Aging-in-place advocates think new innovations will make it easier for seniors living at home to be less dependent on others.
One startup, LifePod Solutions Inc., is launching this month a new voice recognition service that initiates conversations with seniors on such subjects as their health or their plans for the day and then makes suggestions and sends caregivers alerts depending on their responses.
Design firm Gensler is looking at ways to create homes with features like height-adjustable bathroom sinks, living rooms that can easily convert into bedrooms and adjustable cabinets with smart glass doors.
U.K. developer Tolent Construction Ltd. is planning to break ground early next year on South Seaham Garden Village, a 1,500 home and mixed-use development south of Sunderland. The homes will include cutting-edge sensors and other technology so that seniors can live next to families and younger single people.
Three hundred of the homes will be for people over 55 years old.
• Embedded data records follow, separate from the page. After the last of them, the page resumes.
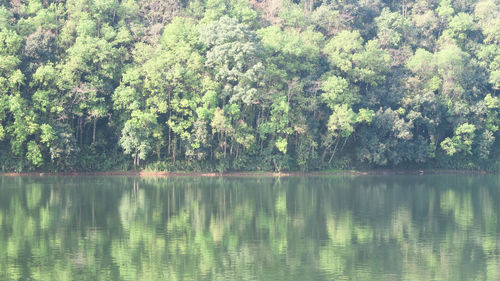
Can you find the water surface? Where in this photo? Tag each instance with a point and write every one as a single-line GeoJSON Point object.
{"type": "Point", "coordinates": [298, 228]}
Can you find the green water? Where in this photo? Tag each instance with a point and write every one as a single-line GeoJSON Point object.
{"type": "Point", "coordinates": [298, 228]}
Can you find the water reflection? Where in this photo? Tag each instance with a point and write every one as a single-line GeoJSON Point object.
{"type": "Point", "coordinates": [318, 228]}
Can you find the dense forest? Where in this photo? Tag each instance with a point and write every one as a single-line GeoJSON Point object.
{"type": "Point", "coordinates": [219, 85]}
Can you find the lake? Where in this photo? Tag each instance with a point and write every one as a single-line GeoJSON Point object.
{"type": "Point", "coordinates": [429, 227]}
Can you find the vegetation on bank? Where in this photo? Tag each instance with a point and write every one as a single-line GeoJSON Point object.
{"type": "Point", "coordinates": [271, 85]}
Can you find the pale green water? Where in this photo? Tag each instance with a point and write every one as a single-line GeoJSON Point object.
{"type": "Point", "coordinates": [311, 228]}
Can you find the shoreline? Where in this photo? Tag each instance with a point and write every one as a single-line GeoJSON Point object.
{"type": "Point", "coordinates": [253, 174]}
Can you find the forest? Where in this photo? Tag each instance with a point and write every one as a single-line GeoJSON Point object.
{"type": "Point", "coordinates": [249, 85]}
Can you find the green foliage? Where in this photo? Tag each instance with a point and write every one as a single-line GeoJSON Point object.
{"type": "Point", "coordinates": [241, 85]}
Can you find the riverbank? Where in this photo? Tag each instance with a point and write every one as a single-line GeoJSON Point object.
{"type": "Point", "coordinates": [251, 174]}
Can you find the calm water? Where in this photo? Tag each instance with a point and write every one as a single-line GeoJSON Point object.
{"type": "Point", "coordinates": [311, 228]}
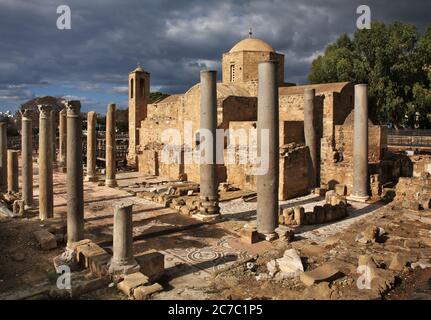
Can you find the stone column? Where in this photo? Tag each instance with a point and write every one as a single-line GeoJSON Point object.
{"type": "Point", "coordinates": [53, 135]}
{"type": "Point", "coordinates": [3, 154]}
{"type": "Point", "coordinates": [268, 126]}
{"type": "Point", "coordinates": [360, 145]}
{"type": "Point", "coordinates": [46, 197]}
{"type": "Point", "coordinates": [122, 259]}
{"type": "Point", "coordinates": [111, 166]}
{"type": "Point", "coordinates": [75, 193]}
{"type": "Point", "coordinates": [62, 138]}
{"type": "Point", "coordinates": [310, 134]}
{"type": "Point", "coordinates": [208, 197]}
{"type": "Point", "coordinates": [91, 147]}
{"type": "Point", "coordinates": [27, 158]}
{"type": "Point", "coordinates": [12, 171]}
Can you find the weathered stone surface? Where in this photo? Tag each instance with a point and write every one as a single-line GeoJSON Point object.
{"type": "Point", "coordinates": [327, 273]}
{"type": "Point", "coordinates": [46, 239]}
{"type": "Point", "coordinates": [299, 214]}
{"type": "Point", "coordinates": [18, 207]}
{"type": "Point", "coordinates": [285, 233]}
{"type": "Point", "coordinates": [144, 292]}
{"type": "Point", "coordinates": [398, 262]}
{"type": "Point", "coordinates": [340, 189]}
{"type": "Point", "coordinates": [152, 264]}
{"type": "Point", "coordinates": [131, 282]}
{"type": "Point", "coordinates": [290, 263]}
{"type": "Point", "coordinates": [249, 236]}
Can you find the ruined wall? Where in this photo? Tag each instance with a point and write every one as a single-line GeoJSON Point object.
{"type": "Point", "coordinates": [294, 161]}
{"type": "Point", "coordinates": [421, 164]}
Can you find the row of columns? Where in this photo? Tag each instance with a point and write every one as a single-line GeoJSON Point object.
{"type": "Point", "coordinates": [268, 123]}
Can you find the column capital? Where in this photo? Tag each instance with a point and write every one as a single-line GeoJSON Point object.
{"type": "Point", "coordinates": [44, 110]}
{"type": "Point", "coordinates": [309, 94]}
{"type": "Point", "coordinates": [73, 108]}
{"type": "Point", "coordinates": [112, 107]}
{"type": "Point", "coordinates": [25, 114]}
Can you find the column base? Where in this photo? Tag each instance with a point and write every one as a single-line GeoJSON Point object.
{"type": "Point", "coordinates": [116, 268]}
{"type": "Point", "coordinates": [91, 178]}
{"type": "Point", "coordinates": [206, 217]}
{"type": "Point", "coordinates": [358, 198]}
{"type": "Point", "coordinates": [268, 236]}
{"type": "Point", "coordinates": [112, 183]}
{"type": "Point", "coordinates": [67, 258]}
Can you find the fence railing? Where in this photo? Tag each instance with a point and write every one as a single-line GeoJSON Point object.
{"type": "Point", "coordinates": [410, 138]}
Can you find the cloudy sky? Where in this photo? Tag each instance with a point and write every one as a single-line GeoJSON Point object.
{"type": "Point", "coordinates": [172, 40]}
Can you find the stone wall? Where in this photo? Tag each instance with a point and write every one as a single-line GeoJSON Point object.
{"type": "Point", "coordinates": [338, 168]}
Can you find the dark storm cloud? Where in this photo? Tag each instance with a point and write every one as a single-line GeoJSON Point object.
{"type": "Point", "coordinates": [171, 39]}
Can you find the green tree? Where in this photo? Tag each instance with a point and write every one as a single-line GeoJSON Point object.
{"type": "Point", "coordinates": [394, 60]}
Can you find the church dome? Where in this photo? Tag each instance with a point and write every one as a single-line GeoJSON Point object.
{"type": "Point", "coordinates": [252, 44]}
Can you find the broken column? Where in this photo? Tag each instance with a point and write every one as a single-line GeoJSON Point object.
{"type": "Point", "coordinates": [268, 134]}
{"type": "Point", "coordinates": [360, 145]}
{"type": "Point", "coordinates": [208, 197]}
{"type": "Point", "coordinates": [310, 134]}
{"type": "Point", "coordinates": [75, 193]}
{"type": "Point", "coordinates": [12, 171]}
{"type": "Point", "coordinates": [111, 166]}
{"type": "Point", "coordinates": [62, 136]}
{"type": "Point", "coordinates": [3, 154]}
{"type": "Point", "coordinates": [122, 260]}
{"type": "Point", "coordinates": [91, 147]}
{"type": "Point", "coordinates": [27, 158]}
{"type": "Point", "coordinates": [52, 136]}
{"type": "Point", "coordinates": [46, 197]}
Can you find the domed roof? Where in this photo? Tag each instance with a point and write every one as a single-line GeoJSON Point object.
{"type": "Point", "coordinates": [252, 44]}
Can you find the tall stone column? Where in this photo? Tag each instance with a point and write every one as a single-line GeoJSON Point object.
{"type": "Point", "coordinates": [122, 259]}
{"type": "Point", "coordinates": [53, 136]}
{"type": "Point", "coordinates": [91, 147]}
{"type": "Point", "coordinates": [3, 154]}
{"type": "Point", "coordinates": [27, 158]}
{"type": "Point", "coordinates": [111, 166]}
{"type": "Point", "coordinates": [267, 122]}
{"type": "Point", "coordinates": [46, 197]}
{"type": "Point", "coordinates": [12, 171]}
{"type": "Point", "coordinates": [310, 134]}
{"type": "Point", "coordinates": [360, 145]}
{"type": "Point", "coordinates": [75, 193]}
{"type": "Point", "coordinates": [62, 138]}
{"type": "Point", "coordinates": [208, 197]}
Seaham Garden will also have a village square, health center and 20,000 square feet of office space for startups and others studying new technology to help seniors age in place.
“You’re discouraging social isolation because you’ve designed the development in a way that brings people together,” said Hugh Daglish, associate urban designer at IDPartnership, the architecture firm working on the Seaham Garden development.
Still, executives working at traditional senior-housing companies say facilities have a lot to offer that technology can’t match. “Loneliness has a negative impact that can’t be solved by technology,” said Cindy Baier, chief executive of Brookdale Senior Living Inc., which owns and manages about 800 senior-housing communities.
Other senior-housing developers are trying to modernize their services. PGIM Real Estate, which has $1.6 billion invested in the senior-housing sector, has been buying and developing properties that include a range of new amenities like pools, gyms and cafes.
“We’re seeing rapid evolution of the product,” said Steve Blazejewski, managing director of PGIM Real Estate.